We will make use of certain parametric distributions. Some notation and facts are introduced as follows.

### 1.2.1 Normal distribution

The normal distribution with mean $$\mu$$ and variance $$\sigma^2$$ is denoted by $$\mathcal{N}(\mu,\sigma^2)$$. Its pdf is $$\phi_\sigma(x-\mu):=\frac{1}{\sqrt{2\pi}\sigma}e^{-\frac{(x-\mu)^2}{2\sigma^2}}$$, $$x\in\mathbb{R}$$, and satisfies that $$\phi_\sigma(x-\mu)=\frac{1}{\sigma}\phi\left(\frac{x-\mu}{\sigma}\right)$$ (if $$\sigma=1$$ the dependence on $$\sigma$$ is omitted). Its cdf is denoted by $$\Phi_\sigma(x-\mu)$$. The upper $$\alpha$$-quantile of a $$\mathcal{N}(0,1)$$ is denoted by $$z_\alpha$$, so it satisfies that $$z_\alpha=\Phi^{-1}(1-\alpha)$$.5 The shortest interval that contains $$1-\alpha$$ probability of a $$X\sim\mathcal{N}(\mu,\sigma^2)$$ is $$(\mu-z_{\alpha/2}\sigma,\mu+z_{\alpha/2}\sigma)$$, i.e., $$\mathbb{P}[X\in(\mu\pm z_{\alpha/2}\sigma)]=1-\alpha$$. Some uncentered moments of $$X\sim\mathcal{N}(\mu,\sigma^2)$$ are

\begin{align*} \mathbb{E}[X]&=\mu,\\ \mathbb{E}[X^2]&=\mu^2+\sigma^2,\\ \mathbb{E}[X^3]&=\mu^3+3\mu\sigma^2,\\ \mathbb{E}[X^4]&=\mu^4+6\mu^2\sigma^2+3\sigma^4. \end{align*}

Remark. It is interesting to compare the length of $$(\mu\pm z_{\alpha/2}\sigma)$$ for $$\alpha=1/t^2$$ with the one in (1.4), as this gives direct insight into how larger the Chebyshev confidence interval (1.4) is when $$X\sim\mathcal{N}(\mu,\sigma^2)$$. The table below gives the length increment factor $$t/z_{(0.5/t^2)}$$ of the Chebyshev confidence interval.

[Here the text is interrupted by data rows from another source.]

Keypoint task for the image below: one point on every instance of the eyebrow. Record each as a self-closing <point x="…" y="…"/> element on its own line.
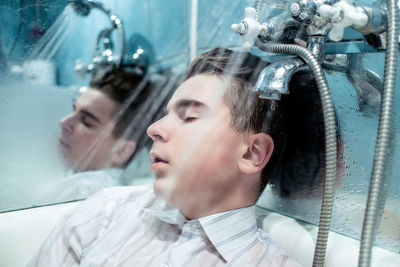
<point x="186" y="103"/>
<point x="87" y="113"/>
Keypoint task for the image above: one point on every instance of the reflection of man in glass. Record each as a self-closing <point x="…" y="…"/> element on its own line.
<point x="98" y="139"/>
<point x="91" y="136"/>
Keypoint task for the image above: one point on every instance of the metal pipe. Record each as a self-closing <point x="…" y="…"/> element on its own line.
<point x="330" y="140"/>
<point x="383" y="155"/>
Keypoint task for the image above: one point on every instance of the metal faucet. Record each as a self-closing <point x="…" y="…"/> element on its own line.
<point x="106" y="58"/>
<point x="273" y="81"/>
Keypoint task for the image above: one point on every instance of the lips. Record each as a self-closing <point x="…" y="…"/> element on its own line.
<point x="158" y="161"/>
<point x="62" y="143"/>
<point x="156" y="158"/>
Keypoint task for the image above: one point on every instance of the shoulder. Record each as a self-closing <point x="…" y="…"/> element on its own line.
<point x="274" y="255"/>
<point x="103" y="204"/>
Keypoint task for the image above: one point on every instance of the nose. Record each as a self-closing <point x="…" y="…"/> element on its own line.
<point x="157" y="131"/>
<point x="67" y="124"/>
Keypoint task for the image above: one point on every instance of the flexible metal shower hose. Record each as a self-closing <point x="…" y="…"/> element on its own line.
<point x="330" y="140"/>
<point x="382" y="156"/>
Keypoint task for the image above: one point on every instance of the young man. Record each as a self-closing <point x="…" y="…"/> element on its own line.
<point x="209" y="154"/>
<point x="92" y="136"/>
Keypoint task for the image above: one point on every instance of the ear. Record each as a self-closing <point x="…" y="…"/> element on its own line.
<point x="259" y="151"/>
<point x="122" y="151"/>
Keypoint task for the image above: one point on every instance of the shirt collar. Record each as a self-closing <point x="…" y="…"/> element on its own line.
<point x="166" y="212"/>
<point x="231" y="231"/>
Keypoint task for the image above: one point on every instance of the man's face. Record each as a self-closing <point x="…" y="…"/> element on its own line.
<point x="85" y="140"/>
<point x="195" y="150"/>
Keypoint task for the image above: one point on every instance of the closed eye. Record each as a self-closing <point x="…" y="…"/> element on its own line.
<point x="189" y="119"/>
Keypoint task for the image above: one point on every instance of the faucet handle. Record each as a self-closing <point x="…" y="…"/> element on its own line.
<point x="343" y="14"/>
<point x="249" y="28"/>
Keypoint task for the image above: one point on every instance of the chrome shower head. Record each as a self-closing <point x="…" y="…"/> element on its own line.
<point x="81" y="7"/>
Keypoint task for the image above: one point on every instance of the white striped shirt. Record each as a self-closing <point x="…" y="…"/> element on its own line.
<point x="130" y="226"/>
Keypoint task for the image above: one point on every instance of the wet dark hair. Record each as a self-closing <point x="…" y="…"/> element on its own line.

$$t$$ $$2$$ $$3$$ $$4$$ $$5$$ $$6$$
Guaranteed coverage $$0.75$$ $$0.8889$$ $$0.9375$$ $$0.96$$ $$0.9722$$
Increment factor $$1.7386$$ $$1.883$$ $$2.1474$$ $$2.4346$$ $$2.7268$$

Balancing between the guaranteed coverage and increment factor, it seems reasonable to define the “$$3\sigma$$-rule” for any random variable as: “almost $$90\%$$ of the values of a random variable $$X$$ lie on $$(\mu-3\sigma,\mu+3\sigma)$$, if $$\mathbb{E}[X]=\mu$$ and $$\mathbb{V}\mathrm{ar}[X]=\sigma^2<\infty$$.”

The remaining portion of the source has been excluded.